Mudam-se os tempos, mudam-se as vontades e o projeto de reabilitação permite alterar a cércea do edifício. Lança um projeto polivalente, com hotel temático ligado ao vinho, escritórios, parque de estacionamento e espaços comerciais, gerando uma nova centralidade com 500 empregos - a tecnológica francesa Altran é um dos inquilinos.

Ferreira desafiou Silva Reis para regressar ao centro histórico. O gestor, entusiasmado pela dinâmica turística que invade as margens do Douro e leva um milhão de visitantes às caves, arriscou 2,6 milhões no novo formato que ambiciona tornar-se uma referência no circuito dos apreciadores de vinho à procura, na linguagem moderna, de novas experiências.

Na designação do centro - 17.56 Museu & Enoteca - o ponto que separa os dois números é "o traço simbólico que liga a tradição e história com uma visão de modernidade", realça Pedro Silva Reis. O museu reúne peças que se encontravam dispersas pela sede da RCV, quintas e do espólio do museu do Douro e é uma pequena amostra de um acervo de 8 mil livros e um milhão de documentos ligados à demarcação do Douro.

Nos dois pisos (o restaurante, com terraço e capacidade para 190 pessoas fica no andar superior) a RCV ocupa 3000 metros quadrados, 10% da área do novo polo empresarial. A enoteca terá um catálogo cosmopolita, acolhendo vinhos das grandes regiões do velho mundo e uma oferta gastronómica alargada.

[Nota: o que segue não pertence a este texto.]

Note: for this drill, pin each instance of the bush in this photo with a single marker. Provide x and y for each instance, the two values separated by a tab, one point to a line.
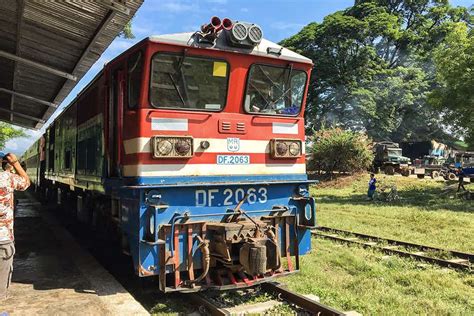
339	150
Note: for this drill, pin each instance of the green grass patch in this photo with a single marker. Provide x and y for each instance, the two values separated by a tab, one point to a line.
423	214
349	277
367	281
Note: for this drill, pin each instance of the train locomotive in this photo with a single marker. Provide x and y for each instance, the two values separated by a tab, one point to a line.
192	146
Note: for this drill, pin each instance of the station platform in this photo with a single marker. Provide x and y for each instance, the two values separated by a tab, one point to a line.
53	275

No Douro, a RCV prepara um investimento de 6 milhões de euros no reforço da componente enoturística da quinta das Carvalhas, no Pinhão, sinalizada pela famosa Casa Redonda. É a transformação de uma série de alojamentos abandonados em 15 quartos de luxo, com abertura prevista para 2020.

A PPP pombalina

A RCV foi a única companhia pombalina que sobreviveu. Na origem, traduz uma parceria público-privada do tempo de Pombal, em que o Estado concedia prerrogativas monopolistas e uma remuneração fixa (4%) aos 208 acionistas privados, durante os 20 anos de concessão. Os estatutos deixavam claro que todos os riscos da operação ficavam do lado dos privados. O capital social da companhia era de 200 mil cruzados, realizado em ações de 400 mil réis (um cruzado valia 400 réis).

Inaugura uma nova era da contabilidade, é um instrumento de combate ao domínio inglês no vinho do Porto, cobra impostos e tem um programa de ação tão vasto que interfere na educação (paga aos professores do norte do país e lança o embrião da universidade) e financia obras públicas na região. No fim do século XIX, as exportações dos vinhos do Porto representavam 50% das vendas de Portugal ao exterior - agora pesam 0,5% do total.

Cem anos após a sua fundação, a RCV perde os privilégios monopolistas e o caráter público e passa a operar em mercado livre, em condições de igualdade com os demais concorrentes. Lendo a história, "concluiu-se que é quase um milagre a empresa estar viva, tais as adversidades que enfrentou e carrega um passado glorioso que é um exemplo de notável resistência", diz Pedro Silva Reis, que conduz há 17 anos a empresa da família e conta já com um filho na primeira linha da direção.

A RCV ficou abalada com as invasões napoleónicas, fornecendo sem receber vinho às partes em conflito, com o confisco de stocks e créditos no Brasil aquando da independência do país e sobreviveu quando o exército miguelista lhe queimou 20 mil pipas de vinho. Ultrapassou também a intervenção estatal (quatro anos), após o 25 de abril de 1974.

Na versão atual a RCV conta, através da comissão liquidatária da Casa do Douro, com um sócio público que detém 30% do capital. É uma acionista silencioso e distante que nem se faz representar nas assembleias anuais de acionistas.